Manuel Luís Arriegas Rocha, nasceu a 27 de Abril de 1947 (73 anos) e é natural (e residente) na Praia da Luz, em Lagos.
Habilitações académicas: Depois de terminar a 4.ª classe, fez exame de admissão à Escola Industrial (antiga Escola das Freiras em Lagos), que acabou por frequentar por um ano (1960). Não gostava da escola, pelo que se dedicou desde cedo a trabalhar, com apenas 15 anos.
Percurso profissional: A primeira dita experiência profissional foi na Construção Civil, na Companhia do Barlavento, com o Arquitecto José Veloso seu irmão, João Veloso (1962).
Carreira militar: Foi mobilizado para Moçambique em 1968, aquando da Guerra Colonial Portuguesa, onde cumpriu serviço como Cabo de Artilharia.
Destaques na Política: Fez parte da Comissão Administrativa da Câmara Municipal de Lagos no período pós Revolução, até às primeiras eleições livres. Contribuiu, juntamente com o exército do Quartel de Lagos, para a retirada do então regedor da freguesia em Espiche, passando a mesma para a Praia da Luz.

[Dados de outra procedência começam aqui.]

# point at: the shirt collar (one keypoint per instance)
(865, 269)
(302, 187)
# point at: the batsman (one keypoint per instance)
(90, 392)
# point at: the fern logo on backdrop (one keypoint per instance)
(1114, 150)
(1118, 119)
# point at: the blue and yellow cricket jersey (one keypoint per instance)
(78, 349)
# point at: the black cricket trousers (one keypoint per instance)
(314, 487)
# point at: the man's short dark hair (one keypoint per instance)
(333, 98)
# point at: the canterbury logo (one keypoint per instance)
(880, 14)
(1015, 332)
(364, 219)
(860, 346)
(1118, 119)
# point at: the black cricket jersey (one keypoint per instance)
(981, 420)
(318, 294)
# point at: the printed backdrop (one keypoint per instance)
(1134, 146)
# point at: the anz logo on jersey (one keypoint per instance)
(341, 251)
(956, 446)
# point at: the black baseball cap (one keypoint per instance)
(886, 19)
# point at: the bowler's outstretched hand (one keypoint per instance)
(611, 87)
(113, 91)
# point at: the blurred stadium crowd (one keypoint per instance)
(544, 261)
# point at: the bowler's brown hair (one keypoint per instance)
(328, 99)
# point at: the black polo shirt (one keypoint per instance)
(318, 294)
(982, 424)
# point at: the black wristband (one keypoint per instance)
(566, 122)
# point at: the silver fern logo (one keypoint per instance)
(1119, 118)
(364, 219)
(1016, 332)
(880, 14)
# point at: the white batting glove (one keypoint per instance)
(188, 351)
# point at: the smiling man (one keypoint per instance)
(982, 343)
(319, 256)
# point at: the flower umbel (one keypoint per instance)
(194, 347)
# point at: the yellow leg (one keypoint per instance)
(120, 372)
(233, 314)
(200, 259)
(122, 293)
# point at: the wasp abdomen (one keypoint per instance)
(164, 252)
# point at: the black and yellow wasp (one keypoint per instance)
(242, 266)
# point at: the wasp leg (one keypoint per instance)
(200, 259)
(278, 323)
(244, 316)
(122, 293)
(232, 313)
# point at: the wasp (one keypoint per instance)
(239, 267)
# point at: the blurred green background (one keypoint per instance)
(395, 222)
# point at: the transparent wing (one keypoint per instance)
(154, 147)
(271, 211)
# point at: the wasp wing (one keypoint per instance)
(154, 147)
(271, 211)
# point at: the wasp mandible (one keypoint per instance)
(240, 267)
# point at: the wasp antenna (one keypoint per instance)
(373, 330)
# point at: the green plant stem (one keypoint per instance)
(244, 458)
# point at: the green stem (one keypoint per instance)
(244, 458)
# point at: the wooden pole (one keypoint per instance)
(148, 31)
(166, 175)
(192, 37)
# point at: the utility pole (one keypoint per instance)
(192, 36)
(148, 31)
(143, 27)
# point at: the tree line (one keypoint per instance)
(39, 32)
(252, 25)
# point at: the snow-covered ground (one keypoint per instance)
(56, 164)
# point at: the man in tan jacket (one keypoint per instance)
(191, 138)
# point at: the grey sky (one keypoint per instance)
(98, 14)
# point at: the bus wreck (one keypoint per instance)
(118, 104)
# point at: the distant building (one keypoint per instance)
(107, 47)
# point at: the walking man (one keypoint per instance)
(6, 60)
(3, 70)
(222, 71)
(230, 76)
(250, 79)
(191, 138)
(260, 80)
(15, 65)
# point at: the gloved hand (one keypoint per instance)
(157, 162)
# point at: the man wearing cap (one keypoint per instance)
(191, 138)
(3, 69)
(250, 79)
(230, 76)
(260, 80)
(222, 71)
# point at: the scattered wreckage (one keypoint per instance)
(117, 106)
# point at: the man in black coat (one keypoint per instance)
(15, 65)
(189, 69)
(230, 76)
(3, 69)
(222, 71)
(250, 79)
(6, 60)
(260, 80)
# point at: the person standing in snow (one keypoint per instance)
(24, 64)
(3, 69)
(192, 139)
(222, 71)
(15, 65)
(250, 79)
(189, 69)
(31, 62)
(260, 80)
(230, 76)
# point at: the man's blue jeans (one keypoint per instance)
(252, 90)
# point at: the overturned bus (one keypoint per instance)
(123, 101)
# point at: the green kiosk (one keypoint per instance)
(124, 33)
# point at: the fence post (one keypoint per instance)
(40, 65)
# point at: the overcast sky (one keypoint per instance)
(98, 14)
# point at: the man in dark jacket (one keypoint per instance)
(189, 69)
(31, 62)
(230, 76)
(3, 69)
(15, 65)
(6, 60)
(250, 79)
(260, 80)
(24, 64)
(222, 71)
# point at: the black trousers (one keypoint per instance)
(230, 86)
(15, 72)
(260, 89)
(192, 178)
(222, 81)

Actividade desportiva: Foi Guarda-redes no Esperança de Lagos, tendo também participado em diversos torneios populares. Também representou a Selecção Militar em Moçambique. «Eu e outros moços alugávamos uma bola no Esperança e faltávamos à escola para ir jogar. Também joguei na equipa da Luz» – desvendou Manuel Rocha, ao apontar para uma fotografia com mais de 56 anos», pendurada na sua sala, que ilustrava a equipa luzense toda reunida. Perguntou se o CL conseguia identificar o terceiro homem da primeira fila, ao que, perante o nosso desconhecimento, indicou com um sorriso que era o seu amigo João Henrique Pereira, pai do actual presidente da Câmara Municipal de Lagos. Recordou, até, que na altura da Guerra Colonial levou uma encomenda para João, que estava também mobilizado noutro local.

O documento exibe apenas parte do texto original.